Photo courtesy March of Dimes

Remembering Polio: A Tribute to Pittsburgh’s own Polio Pioneers

A Community Celebration
April 10, 2005
Cathedral of Learning Commons Room
5:00 to 7:00 p.m.

This celebration saluted Pittsburgh’s own “Polio Pioneers”—anyone who contracted polio, rolled up a sleeve to join in the early pilot studies and later mass immunization campaigns, or was associated in any way with development of the Salk polio vaccine.

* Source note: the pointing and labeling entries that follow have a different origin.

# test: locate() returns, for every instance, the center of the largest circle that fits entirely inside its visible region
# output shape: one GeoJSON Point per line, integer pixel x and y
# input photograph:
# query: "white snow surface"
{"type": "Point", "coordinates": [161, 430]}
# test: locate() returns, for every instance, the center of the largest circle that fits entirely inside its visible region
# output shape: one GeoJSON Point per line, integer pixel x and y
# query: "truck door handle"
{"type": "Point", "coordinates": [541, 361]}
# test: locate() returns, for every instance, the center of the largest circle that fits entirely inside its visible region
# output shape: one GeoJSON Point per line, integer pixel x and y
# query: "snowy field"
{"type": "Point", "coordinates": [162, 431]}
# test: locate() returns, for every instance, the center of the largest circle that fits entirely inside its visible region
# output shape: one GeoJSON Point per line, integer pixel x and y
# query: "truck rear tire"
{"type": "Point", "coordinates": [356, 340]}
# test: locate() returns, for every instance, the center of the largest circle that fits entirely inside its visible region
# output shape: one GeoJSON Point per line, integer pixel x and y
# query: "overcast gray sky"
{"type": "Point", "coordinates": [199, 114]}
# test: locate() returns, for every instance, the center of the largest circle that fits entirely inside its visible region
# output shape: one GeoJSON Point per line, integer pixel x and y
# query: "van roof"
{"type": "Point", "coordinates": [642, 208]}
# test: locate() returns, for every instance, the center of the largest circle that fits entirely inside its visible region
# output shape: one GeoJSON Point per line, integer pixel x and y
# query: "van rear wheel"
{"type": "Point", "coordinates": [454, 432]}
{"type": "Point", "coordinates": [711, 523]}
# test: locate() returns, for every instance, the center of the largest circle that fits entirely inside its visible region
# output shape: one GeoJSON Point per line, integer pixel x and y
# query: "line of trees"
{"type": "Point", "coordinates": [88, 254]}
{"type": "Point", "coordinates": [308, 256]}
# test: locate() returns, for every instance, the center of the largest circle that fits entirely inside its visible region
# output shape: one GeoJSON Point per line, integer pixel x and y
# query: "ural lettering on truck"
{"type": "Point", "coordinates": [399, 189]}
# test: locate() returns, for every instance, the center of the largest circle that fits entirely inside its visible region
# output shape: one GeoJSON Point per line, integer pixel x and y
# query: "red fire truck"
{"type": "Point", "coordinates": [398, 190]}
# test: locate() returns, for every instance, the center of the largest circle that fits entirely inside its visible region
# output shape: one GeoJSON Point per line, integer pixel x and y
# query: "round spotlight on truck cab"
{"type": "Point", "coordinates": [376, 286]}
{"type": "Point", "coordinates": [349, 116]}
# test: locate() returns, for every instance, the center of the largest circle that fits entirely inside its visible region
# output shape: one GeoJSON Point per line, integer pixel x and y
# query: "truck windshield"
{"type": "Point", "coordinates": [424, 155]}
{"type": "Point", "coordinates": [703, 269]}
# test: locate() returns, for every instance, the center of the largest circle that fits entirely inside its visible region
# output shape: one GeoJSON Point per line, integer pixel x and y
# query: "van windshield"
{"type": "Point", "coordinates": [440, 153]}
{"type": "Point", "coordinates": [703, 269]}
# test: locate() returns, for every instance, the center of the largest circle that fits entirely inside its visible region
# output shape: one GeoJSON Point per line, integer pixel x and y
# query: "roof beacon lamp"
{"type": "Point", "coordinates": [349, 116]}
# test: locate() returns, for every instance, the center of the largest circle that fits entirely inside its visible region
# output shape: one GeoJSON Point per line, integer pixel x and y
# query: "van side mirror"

Among the special guests who joined in the community celebration were:

  • Tenley Albright, M.D., a Boston surgeon and blood plasma researcher who, despite a childhood bout with polio, went on to become a champion figure skater and, in the 1956 Olympics, the first American woman to win a gold medal in her sport
  • Hollywood icon Mickey Rooney, whose long-time status as a celebrity volunteer for the March of Dimes is well-documented and who recently gave some indication why he has campaigned so much over the years on behalf of polio research when he remarked that “polio was everyone’s disease”
  • Peter L. Salk, M.D., vice president and scientific director of the Jonas Salk Foundation and the eldest of Salk’s three sons, all of whom received one of the earliest test vaccinations
  • James Sarkett, whose strain of polio was one of three used in the development of the Salk vaccine
  • John Troan, former editor for The Pittsburgh Press who, as a medical reporter, chronicled the development of the Salk polio vaccine, including the April 12, 1955, announcement that ran under the historic headline “Polio Is Conquered”

The Commons Room held special significance for this celebration because, over the course of four days in early 1957, the entire University of Pittsburgh faculty, staff, and student body—more than 20,000 people—stood in long lines there to receive the vaccine and to demonstrate to the community and the nation that it would take everyone’s involvement to eradicate polio.